Progression mondiale et calendrier
Selon les informations publiées par le Forum mondial de l’OCDE, d’ici la fin 2025, 76 pays et régions ont promis de mettre en œuvre CARF, avec une mise en œuvre progressive du système.
La première phase de juridictions prévoit le premier échange automatique d’informations en 2027, comprenant principalement le Royaume-Uni et les États membres de l’Union européenne ; la deuxième phase, prévue pour 2028, inclura Singapour, les Émirats arabes unis et Hong Kong (Chine).
Selon le calendrier, la collecte des données relatives aux transactions commencera un an à l’avance, à partir de 2026, les fournisseurs de services d’actifs cryptographiques devant systématiquement organiser les informations déclarables.
Hong Kong (Chine) : participation claire et progression selon le calendrier
Dans le cadre de cette organisation, Hong Kong a clairement promis de mettre en œuvre CARF et de suivre le calendrier international pour faire avancer les travaux.
Hong Kong prévoit de commencer la collecte de données sur les transactions d’actifs cryptographiques en 2027, puis d’effectuer un échange automatique d’informations fiscales avec d’autres juridictions partenaires en 2028.
Les fournisseurs de services d’actifs cryptographiques opérant sous le cadre réglementaire de Hong Kong doivent établir des mécanismes de conformité et de déclaration des données, et les transactions déclarables seront intégrées au processus d’échange d’informations transfrontalières.
Chine continentale : non engagée et hors du champ de mise en œuvre
En comparaison, la Chine continentale n’a pas encore pris d’engagement pour la mise en œuvre de CARF.

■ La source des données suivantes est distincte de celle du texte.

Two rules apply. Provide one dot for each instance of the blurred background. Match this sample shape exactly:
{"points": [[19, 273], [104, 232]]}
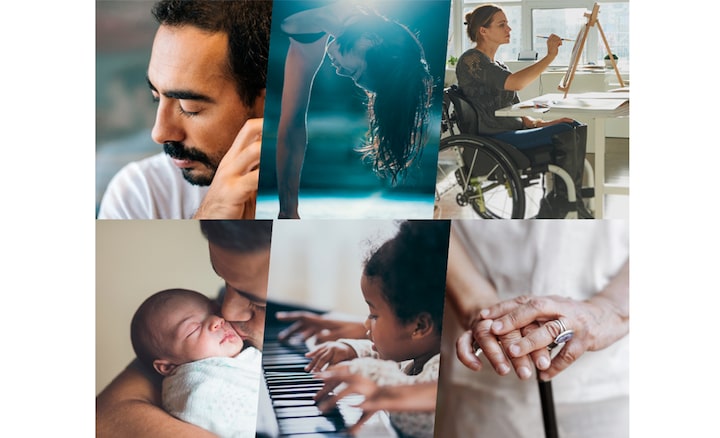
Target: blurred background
{"points": [[124, 109], [133, 260], [314, 264]]}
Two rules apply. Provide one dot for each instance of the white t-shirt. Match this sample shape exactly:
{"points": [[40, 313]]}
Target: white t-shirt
{"points": [[569, 258], [152, 188]]}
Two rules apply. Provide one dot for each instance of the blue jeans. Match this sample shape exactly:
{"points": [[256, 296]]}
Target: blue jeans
{"points": [[531, 138]]}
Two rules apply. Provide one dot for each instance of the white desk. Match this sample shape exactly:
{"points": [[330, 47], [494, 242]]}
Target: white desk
{"points": [[590, 108]]}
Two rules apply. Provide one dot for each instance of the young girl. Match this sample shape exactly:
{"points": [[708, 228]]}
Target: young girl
{"points": [[403, 283]]}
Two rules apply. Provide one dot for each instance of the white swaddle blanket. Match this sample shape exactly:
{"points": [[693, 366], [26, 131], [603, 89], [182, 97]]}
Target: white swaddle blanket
{"points": [[219, 394]]}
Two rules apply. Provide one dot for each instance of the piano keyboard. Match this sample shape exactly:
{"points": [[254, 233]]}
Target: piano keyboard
{"points": [[291, 392]]}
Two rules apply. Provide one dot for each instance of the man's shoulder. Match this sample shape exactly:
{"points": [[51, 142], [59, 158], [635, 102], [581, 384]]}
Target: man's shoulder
{"points": [[150, 188]]}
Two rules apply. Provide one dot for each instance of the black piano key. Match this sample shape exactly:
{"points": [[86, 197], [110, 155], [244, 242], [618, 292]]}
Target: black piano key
{"points": [[298, 412], [292, 403]]}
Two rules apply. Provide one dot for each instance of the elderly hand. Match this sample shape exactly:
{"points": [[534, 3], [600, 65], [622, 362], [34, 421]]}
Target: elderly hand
{"points": [[233, 191], [326, 327], [597, 323], [480, 340]]}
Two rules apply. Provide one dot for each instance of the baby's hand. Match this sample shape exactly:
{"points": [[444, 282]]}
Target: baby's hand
{"points": [[329, 353]]}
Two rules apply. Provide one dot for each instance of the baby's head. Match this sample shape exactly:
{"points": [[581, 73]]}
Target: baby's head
{"points": [[404, 285], [176, 326]]}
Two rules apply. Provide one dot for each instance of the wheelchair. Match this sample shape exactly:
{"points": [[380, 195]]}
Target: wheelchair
{"points": [[498, 180]]}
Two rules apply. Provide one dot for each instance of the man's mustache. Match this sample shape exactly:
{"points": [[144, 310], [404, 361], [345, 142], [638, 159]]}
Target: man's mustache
{"points": [[179, 151]]}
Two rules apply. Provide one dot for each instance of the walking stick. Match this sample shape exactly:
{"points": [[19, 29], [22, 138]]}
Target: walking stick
{"points": [[546, 398]]}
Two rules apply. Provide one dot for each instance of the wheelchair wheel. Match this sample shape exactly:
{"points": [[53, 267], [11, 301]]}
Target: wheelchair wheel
{"points": [[480, 175]]}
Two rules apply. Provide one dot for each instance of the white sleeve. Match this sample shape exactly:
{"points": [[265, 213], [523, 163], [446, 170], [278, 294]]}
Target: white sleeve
{"points": [[128, 196]]}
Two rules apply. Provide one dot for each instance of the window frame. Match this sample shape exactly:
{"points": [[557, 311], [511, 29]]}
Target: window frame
{"points": [[592, 45]]}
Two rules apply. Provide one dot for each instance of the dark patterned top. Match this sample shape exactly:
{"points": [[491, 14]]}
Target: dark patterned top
{"points": [[482, 82]]}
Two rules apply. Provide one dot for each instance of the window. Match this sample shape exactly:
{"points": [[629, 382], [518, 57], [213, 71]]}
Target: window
{"points": [[529, 18]]}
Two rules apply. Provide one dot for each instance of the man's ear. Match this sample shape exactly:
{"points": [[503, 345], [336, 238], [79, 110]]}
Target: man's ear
{"points": [[423, 325], [163, 366], [259, 104]]}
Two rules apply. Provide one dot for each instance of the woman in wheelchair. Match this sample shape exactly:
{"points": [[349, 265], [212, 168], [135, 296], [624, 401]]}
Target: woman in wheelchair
{"points": [[489, 86], [384, 59]]}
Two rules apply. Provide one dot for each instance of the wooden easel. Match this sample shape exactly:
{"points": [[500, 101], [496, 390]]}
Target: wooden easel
{"points": [[592, 20]]}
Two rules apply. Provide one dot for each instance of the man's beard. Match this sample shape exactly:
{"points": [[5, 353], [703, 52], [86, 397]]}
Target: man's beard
{"points": [[179, 151]]}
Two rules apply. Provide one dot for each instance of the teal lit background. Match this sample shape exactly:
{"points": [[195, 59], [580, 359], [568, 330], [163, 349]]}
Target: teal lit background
{"points": [[333, 171]]}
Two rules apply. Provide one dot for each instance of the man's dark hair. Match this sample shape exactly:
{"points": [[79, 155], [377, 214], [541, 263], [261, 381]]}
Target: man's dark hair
{"points": [[247, 25], [238, 235]]}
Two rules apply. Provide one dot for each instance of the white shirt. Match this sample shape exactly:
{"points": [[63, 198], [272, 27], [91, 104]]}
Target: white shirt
{"points": [[575, 259], [542, 257], [152, 188]]}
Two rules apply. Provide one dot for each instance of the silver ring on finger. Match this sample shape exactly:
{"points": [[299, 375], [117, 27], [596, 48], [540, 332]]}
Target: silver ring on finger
{"points": [[565, 334], [476, 349]]}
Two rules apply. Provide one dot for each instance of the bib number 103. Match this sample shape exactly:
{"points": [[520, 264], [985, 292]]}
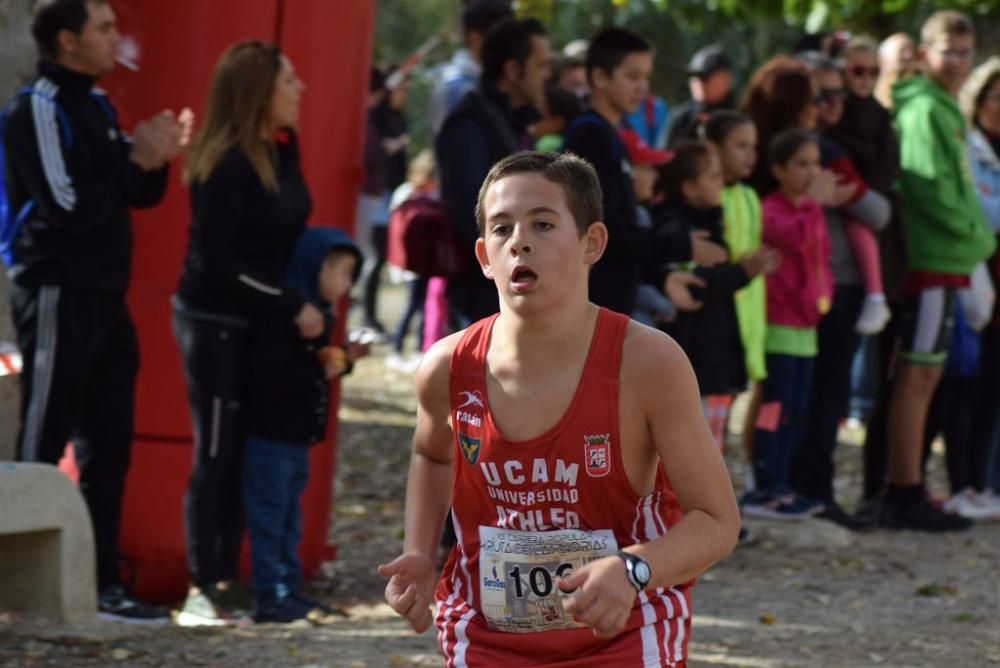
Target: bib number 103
{"points": [[540, 580]]}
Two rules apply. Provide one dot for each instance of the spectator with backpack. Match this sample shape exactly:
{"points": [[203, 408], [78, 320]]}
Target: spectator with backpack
{"points": [[70, 176], [488, 124], [421, 183]]}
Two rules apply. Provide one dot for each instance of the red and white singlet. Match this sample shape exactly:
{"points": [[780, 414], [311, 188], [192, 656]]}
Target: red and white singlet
{"points": [[527, 512]]}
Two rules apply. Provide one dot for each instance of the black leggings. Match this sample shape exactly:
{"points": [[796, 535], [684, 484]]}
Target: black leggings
{"points": [[380, 236], [214, 354]]}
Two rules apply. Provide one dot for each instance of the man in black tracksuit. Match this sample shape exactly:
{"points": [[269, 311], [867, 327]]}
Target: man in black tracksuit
{"points": [[73, 174]]}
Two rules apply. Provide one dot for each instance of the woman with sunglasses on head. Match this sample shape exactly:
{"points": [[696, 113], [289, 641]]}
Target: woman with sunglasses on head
{"points": [[249, 205], [808, 93]]}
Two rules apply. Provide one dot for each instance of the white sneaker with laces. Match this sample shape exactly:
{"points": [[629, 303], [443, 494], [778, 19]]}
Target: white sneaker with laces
{"points": [[875, 314]]}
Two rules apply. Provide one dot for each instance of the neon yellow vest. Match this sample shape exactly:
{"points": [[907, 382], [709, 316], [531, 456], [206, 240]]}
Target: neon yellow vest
{"points": [[742, 230]]}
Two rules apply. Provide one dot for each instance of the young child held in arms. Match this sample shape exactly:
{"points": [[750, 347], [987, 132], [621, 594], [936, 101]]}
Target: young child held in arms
{"points": [[734, 137], [798, 294], [587, 489], [288, 400]]}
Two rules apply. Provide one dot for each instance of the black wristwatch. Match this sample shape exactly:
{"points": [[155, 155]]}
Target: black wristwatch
{"points": [[637, 570]]}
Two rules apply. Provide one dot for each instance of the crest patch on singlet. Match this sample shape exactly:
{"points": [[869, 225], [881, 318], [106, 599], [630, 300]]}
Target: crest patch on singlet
{"points": [[470, 448], [597, 454]]}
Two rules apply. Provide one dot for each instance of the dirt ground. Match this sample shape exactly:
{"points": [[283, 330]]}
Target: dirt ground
{"points": [[805, 594]]}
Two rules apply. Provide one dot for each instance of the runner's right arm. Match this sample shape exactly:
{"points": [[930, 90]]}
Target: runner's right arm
{"points": [[410, 591]]}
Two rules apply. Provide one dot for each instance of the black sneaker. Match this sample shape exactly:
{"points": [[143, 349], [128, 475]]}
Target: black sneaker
{"points": [[833, 512], [287, 610], [114, 604], [921, 516], [213, 605]]}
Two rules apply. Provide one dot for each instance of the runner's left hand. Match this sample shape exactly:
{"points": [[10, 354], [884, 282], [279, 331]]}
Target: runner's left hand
{"points": [[602, 596]]}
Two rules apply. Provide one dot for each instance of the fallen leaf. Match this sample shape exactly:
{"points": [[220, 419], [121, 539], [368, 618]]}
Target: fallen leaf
{"points": [[934, 589]]}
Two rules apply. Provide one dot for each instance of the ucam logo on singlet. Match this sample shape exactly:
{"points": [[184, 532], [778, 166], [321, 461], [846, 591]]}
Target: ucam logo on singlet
{"points": [[470, 448], [597, 454]]}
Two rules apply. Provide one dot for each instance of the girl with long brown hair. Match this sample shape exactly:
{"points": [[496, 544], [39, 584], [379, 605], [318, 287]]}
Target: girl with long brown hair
{"points": [[249, 204]]}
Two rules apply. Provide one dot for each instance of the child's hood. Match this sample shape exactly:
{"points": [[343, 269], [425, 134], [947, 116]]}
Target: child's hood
{"points": [[313, 246]]}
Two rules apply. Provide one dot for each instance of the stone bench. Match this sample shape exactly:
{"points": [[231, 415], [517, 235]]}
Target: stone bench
{"points": [[46, 545]]}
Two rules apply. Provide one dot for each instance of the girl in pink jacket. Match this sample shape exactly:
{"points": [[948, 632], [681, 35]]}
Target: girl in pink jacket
{"points": [[798, 295]]}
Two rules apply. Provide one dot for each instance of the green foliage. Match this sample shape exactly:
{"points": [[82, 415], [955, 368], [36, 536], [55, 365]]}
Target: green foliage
{"points": [[750, 30]]}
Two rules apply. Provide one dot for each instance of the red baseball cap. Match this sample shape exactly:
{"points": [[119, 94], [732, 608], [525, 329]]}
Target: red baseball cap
{"points": [[641, 153]]}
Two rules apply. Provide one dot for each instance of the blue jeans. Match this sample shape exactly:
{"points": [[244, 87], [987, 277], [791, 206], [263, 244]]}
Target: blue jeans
{"points": [[274, 476], [812, 465], [788, 382]]}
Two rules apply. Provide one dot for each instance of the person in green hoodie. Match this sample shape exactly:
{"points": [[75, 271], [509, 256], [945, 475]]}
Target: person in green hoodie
{"points": [[946, 237]]}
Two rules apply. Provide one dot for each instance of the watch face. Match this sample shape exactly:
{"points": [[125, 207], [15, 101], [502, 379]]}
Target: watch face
{"points": [[642, 572]]}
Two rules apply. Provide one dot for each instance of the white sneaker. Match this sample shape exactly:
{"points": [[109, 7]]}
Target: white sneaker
{"points": [[875, 314], [974, 505]]}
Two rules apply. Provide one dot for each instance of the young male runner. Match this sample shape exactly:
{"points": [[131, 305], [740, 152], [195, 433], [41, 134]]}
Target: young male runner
{"points": [[587, 492]]}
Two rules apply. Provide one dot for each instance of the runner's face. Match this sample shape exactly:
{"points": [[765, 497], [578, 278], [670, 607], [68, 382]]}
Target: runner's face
{"points": [[738, 153], [94, 50], [531, 247]]}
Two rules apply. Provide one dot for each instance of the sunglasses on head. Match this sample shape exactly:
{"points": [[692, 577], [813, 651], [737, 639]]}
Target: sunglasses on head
{"points": [[828, 95], [861, 71]]}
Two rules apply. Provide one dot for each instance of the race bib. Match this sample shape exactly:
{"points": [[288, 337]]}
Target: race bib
{"points": [[520, 571]]}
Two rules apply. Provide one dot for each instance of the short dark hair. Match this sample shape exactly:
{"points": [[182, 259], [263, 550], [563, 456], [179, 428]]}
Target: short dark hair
{"points": [[508, 40], [54, 16], [944, 23], [784, 146], [577, 178], [611, 47], [688, 163], [720, 123], [481, 15]]}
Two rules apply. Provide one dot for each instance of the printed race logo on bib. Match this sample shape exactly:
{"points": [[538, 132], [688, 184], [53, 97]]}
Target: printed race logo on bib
{"points": [[597, 455], [520, 572]]}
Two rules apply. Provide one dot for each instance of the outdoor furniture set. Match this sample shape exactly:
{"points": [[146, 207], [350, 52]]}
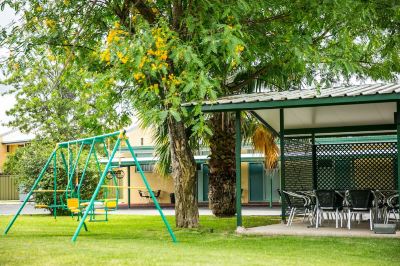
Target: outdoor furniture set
{"points": [[380, 206]]}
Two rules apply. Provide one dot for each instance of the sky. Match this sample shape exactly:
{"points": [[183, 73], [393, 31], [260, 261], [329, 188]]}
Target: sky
{"points": [[6, 102]]}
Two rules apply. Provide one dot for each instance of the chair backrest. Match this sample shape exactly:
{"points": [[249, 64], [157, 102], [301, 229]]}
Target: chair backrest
{"points": [[110, 204], [286, 198], [328, 199], [361, 199], [73, 203], [140, 193]]}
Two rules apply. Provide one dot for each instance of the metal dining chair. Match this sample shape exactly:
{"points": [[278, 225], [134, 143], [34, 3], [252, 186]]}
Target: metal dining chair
{"points": [[360, 201], [297, 204], [392, 207], [329, 201]]}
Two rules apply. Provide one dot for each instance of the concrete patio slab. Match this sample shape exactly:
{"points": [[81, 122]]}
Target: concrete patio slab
{"points": [[302, 229]]}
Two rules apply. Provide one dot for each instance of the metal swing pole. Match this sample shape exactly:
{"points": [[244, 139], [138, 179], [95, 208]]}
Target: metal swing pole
{"points": [[71, 174], [96, 192], [150, 191], [30, 192], [85, 167], [55, 184]]}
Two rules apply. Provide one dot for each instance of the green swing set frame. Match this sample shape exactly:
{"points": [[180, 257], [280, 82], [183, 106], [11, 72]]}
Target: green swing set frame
{"points": [[71, 166]]}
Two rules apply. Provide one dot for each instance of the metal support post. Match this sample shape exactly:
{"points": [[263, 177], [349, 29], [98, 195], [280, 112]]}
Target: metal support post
{"points": [[314, 161], [139, 168], [398, 146], [55, 184], [129, 186], [30, 192], [91, 203], [282, 148]]}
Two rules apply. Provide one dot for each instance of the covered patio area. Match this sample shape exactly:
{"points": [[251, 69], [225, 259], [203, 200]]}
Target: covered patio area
{"points": [[362, 123]]}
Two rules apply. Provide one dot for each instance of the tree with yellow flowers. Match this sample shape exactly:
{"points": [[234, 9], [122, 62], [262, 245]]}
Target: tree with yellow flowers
{"points": [[150, 56]]}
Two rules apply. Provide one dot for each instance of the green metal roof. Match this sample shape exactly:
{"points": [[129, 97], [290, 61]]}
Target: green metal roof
{"points": [[308, 97], [343, 110]]}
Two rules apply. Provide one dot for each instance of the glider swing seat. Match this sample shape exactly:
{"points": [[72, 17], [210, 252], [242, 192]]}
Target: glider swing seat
{"points": [[71, 195]]}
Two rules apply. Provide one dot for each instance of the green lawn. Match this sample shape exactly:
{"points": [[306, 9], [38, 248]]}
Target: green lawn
{"points": [[143, 240]]}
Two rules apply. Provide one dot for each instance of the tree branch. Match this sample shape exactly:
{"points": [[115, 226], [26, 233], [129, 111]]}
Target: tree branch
{"points": [[234, 86], [282, 16]]}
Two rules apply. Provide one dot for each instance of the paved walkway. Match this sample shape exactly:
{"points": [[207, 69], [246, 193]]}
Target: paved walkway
{"points": [[11, 207], [301, 229]]}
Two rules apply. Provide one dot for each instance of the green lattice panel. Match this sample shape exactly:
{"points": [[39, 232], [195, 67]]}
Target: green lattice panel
{"points": [[357, 166], [298, 164]]}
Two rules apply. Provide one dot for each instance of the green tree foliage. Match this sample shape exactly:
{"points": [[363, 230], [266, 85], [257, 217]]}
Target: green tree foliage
{"points": [[158, 54]]}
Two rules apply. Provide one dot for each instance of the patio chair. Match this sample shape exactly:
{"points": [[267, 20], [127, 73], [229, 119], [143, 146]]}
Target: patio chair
{"points": [[392, 207], [360, 201], [297, 204], [329, 201]]}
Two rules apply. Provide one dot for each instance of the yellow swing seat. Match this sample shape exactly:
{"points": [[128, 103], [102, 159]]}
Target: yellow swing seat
{"points": [[41, 206]]}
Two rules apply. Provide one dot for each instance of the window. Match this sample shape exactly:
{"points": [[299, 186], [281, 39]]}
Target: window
{"points": [[147, 168], [325, 163]]}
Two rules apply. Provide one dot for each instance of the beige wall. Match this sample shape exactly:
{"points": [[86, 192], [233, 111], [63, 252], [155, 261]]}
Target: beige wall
{"points": [[166, 185], [137, 134], [4, 154]]}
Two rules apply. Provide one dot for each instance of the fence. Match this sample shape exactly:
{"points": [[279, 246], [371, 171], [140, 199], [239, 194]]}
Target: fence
{"points": [[8, 188]]}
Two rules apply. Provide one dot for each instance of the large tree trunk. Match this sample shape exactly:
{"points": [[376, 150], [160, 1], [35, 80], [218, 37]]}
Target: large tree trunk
{"points": [[184, 174], [222, 177]]}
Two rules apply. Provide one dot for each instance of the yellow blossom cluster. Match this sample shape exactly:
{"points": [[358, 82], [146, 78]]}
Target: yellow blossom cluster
{"points": [[50, 23], [154, 87], [239, 48], [122, 58], [139, 76], [160, 53], [115, 33], [172, 80], [105, 55]]}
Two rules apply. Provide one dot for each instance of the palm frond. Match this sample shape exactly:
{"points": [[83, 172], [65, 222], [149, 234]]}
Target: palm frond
{"points": [[161, 143]]}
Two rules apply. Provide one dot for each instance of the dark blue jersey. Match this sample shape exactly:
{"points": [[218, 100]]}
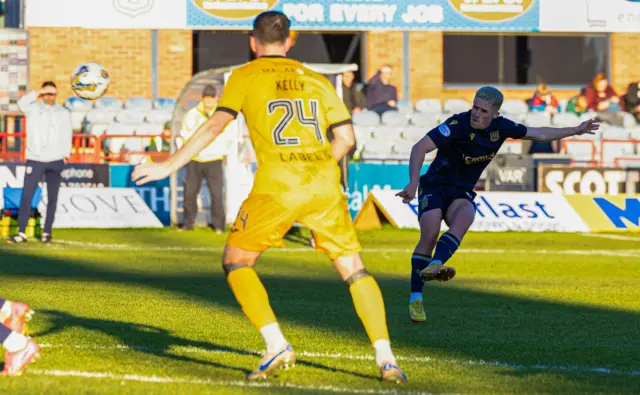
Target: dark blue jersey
{"points": [[464, 152]]}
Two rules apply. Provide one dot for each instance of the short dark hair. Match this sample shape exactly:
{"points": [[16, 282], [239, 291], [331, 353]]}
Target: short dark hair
{"points": [[271, 27]]}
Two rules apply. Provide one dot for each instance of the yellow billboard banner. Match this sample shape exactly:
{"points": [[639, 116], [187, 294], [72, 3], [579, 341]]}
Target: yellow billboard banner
{"points": [[607, 213]]}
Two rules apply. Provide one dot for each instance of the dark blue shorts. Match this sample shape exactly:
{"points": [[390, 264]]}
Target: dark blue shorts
{"points": [[431, 197]]}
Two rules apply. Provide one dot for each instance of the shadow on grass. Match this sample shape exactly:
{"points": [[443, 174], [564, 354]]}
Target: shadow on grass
{"points": [[463, 324]]}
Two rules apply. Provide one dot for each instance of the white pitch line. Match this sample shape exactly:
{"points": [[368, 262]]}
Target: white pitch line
{"points": [[368, 357], [612, 237], [126, 247], [218, 383]]}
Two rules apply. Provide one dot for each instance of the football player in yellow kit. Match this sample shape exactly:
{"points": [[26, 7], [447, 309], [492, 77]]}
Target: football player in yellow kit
{"points": [[288, 109]]}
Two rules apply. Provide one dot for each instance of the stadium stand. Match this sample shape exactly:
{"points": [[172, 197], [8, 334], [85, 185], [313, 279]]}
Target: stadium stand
{"points": [[111, 127]]}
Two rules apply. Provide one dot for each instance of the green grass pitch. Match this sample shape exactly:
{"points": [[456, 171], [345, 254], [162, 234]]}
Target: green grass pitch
{"points": [[150, 312]]}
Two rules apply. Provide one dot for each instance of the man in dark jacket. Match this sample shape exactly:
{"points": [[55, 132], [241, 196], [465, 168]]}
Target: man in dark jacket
{"points": [[381, 95], [352, 97]]}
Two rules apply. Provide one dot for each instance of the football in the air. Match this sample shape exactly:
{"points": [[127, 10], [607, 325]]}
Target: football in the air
{"points": [[90, 81]]}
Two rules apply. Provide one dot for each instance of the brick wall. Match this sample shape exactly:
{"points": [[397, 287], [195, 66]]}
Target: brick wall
{"points": [[625, 58], [126, 54], [175, 63], [426, 73]]}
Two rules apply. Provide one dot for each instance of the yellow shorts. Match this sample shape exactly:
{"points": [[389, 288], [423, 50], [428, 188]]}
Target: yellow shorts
{"points": [[263, 220]]}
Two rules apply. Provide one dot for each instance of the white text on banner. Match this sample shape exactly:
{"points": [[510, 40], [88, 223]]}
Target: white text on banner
{"points": [[495, 212]]}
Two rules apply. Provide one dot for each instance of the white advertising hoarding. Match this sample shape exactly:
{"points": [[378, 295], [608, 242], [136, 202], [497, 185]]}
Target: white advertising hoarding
{"points": [[101, 208], [495, 212], [590, 15], [107, 14]]}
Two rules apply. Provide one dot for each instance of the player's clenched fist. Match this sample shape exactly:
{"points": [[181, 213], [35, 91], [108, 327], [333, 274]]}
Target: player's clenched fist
{"points": [[588, 127], [408, 193], [148, 172]]}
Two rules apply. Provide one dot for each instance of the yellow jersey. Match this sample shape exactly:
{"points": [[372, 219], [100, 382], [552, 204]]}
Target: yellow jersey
{"points": [[288, 109]]}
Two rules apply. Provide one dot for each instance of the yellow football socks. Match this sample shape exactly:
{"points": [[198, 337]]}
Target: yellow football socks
{"points": [[369, 305], [252, 296]]}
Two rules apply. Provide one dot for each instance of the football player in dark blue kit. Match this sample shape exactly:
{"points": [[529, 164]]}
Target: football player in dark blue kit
{"points": [[466, 143]]}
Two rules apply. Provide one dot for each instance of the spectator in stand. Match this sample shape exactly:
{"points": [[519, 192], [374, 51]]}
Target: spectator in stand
{"points": [[207, 165], [603, 99], [631, 99], [49, 139], [381, 95], [577, 104], [544, 101], [352, 97]]}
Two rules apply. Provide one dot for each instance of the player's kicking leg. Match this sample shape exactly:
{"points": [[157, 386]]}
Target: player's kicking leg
{"points": [[429, 229], [252, 297], [459, 216], [19, 349], [369, 305]]}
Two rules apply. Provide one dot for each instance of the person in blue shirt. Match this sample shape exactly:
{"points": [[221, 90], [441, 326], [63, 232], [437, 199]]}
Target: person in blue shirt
{"points": [[466, 144]]}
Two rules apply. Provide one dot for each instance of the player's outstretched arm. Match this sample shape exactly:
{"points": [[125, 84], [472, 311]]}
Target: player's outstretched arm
{"points": [[551, 134], [416, 160], [205, 134], [344, 140]]}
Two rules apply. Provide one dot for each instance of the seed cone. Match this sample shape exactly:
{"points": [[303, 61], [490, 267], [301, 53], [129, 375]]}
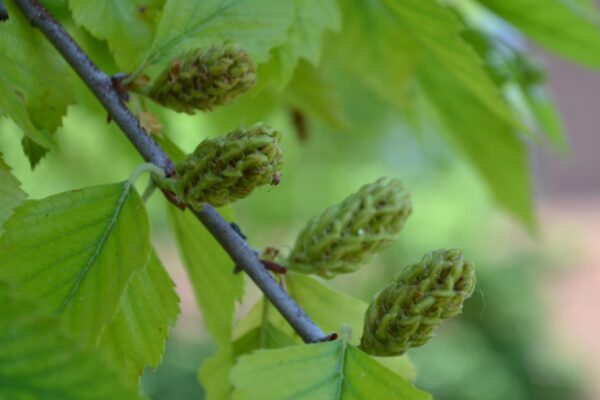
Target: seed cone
{"points": [[225, 169], [348, 235], [405, 313], [204, 79]]}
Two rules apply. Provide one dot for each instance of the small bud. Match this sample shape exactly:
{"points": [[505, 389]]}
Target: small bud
{"points": [[405, 313], [204, 79], [225, 169], [348, 235]]}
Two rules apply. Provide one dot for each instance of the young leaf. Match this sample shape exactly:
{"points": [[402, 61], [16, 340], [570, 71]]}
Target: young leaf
{"points": [[333, 370], [309, 91], [11, 194], [569, 29], [214, 373], [217, 290], [210, 271], [33, 151], [266, 336], [35, 82], [312, 18], [127, 25], [37, 361], [437, 30], [12, 105], [489, 142], [257, 25], [383, 54], [75, 252], [331, 309], [149, 306]]}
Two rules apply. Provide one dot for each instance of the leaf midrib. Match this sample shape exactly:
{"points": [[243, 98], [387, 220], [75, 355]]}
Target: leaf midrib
{"points": [[98, 247]]}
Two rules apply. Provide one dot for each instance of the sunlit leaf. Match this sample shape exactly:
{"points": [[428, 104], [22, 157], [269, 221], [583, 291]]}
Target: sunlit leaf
{"points": [[136, 336], [75, 252], [310, 92], [376, 47], [327, 371], [127, 25], [257, 25], [35, 82], [37, 360], [311, 19], [489, 142], [565, 27], [217, 290], [11, 194]]}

À ce stade, la Chine continentale n’est incluse dans aucune des phases de mise en œuvre de CARF, et n’est pas non plus listée par l’OCDE comme une juridiction potentiellement concernée mais non encore engagée.
Sous le cadre réglementaire actuel, la Chine adopte une attitude strictement restrictive envers les activités de trading de cryptomonnaies, et il n’existe pas de fournisseurs de services d’actifs cryptographiques légaux pouvant être intégrés dans le système de déclaration de CARF. Par conséquent, à court terme, il n’y a pas de conditions institutionnelles pour une participation régulière à l’échange d’informations de CARF.
Perspectives futures et jugement pratique
Il est important de noter que la Chine continentale a mis en œuvre le CRS de manière complète depuis 2018, avec une expérience mature en matière d’échange d’informations sur les comptes financiers.
Si à l’avenir la réglementation des actifs cryptographiques venait à évoluer, la Chine continentale disposerait des conditions techniques et institutionnelles pour se connecter à CARF.
Cependant, dans le contexte actuel de politique, la probabilité que la Chine continentale rejoigne ce cadre d’ici 2027 et dans les années qui suivent reste faible.